意見が食い違っている主な点は、自衛隊が行動するための、いわゆる「グレーゾーン」についての考え方だ。一般的に言えば、グレーゾーンは「日本への組織的な攻撃の形をまだ取っていないが、交戦状態となる可能性がある状態」を指す。政府は主として、尖閣諸島と東シナ海周辺で高まっている緊張関係を含めたシナリオを念頭に置いている。

しかし現実的には、平時から、戦争の可能性が高まっているグレーゾーン、そしてその後の不測の事態への段階的拡大が、非常に急速に起こる可能性が高い。

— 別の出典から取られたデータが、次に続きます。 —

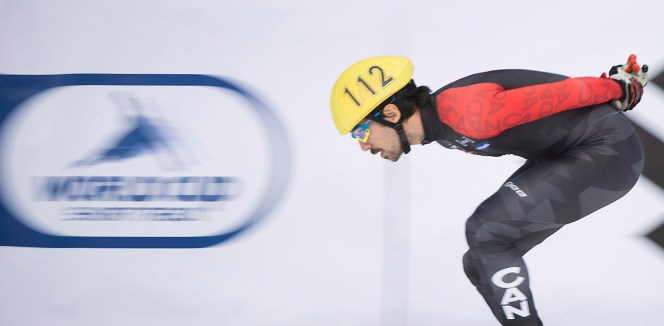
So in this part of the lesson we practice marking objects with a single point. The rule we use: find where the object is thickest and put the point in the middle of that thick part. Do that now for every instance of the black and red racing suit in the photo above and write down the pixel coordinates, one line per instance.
(582, 154)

自民党と公明党は、自衛隊が行動できる範囲を明確にし、敵国となる可能性が高い国との間でグレーゾーンの事態が起きた場合、不注意に戦闘をエスカレートさせないよう目指すはずだ。

グレーゾーンに関する議論に注目しているのは、中国人だけではない。米国もまた、日本の防衛同盟国として、大いに関心を持っている。そしてこのことは、集団的自衛権の限定的な行使という新政策の下で、どれだけの情報交換と緊急時対応策、そして組織的な作戦が、日米の軍隊間で許可されるのかについて、非常に複雑な議論を提起するはずだ。

かえって海外に自衛隊を送りにくくなった

──安倍首相はペルシャ湾への自衛隊の派遣を望んでいるようだが。

首相は1990年代初めの第1次湾岸戦争後に日本が従事したような掃海作業を念頭に置いているのだと思う。当時、戦闘はすべて終わっていたが、まだ機雷を排除する必要があった。そこで海上自衛隊を派遣した。

ペルシャ湾の掃海作業のような活動は、以前は現行法の解釈の微調整で許可されたが、現在議論されている新法が法律になれば、許可されなくなるかもしれない。

最近の議論の根本にある論点は、許可された自衛隊活動の範囲を拡大するというものだ。過去に許可された掃海作業のような活動は、現在も許可されるのが当然だが、集団的自衛権の行使に関する最近の議論は、日本周辺のグレーゾーンに焦点をあててきたため、今ではペルシャ湾での平時の掃海作業の合法性に、疑問が投げかけられる。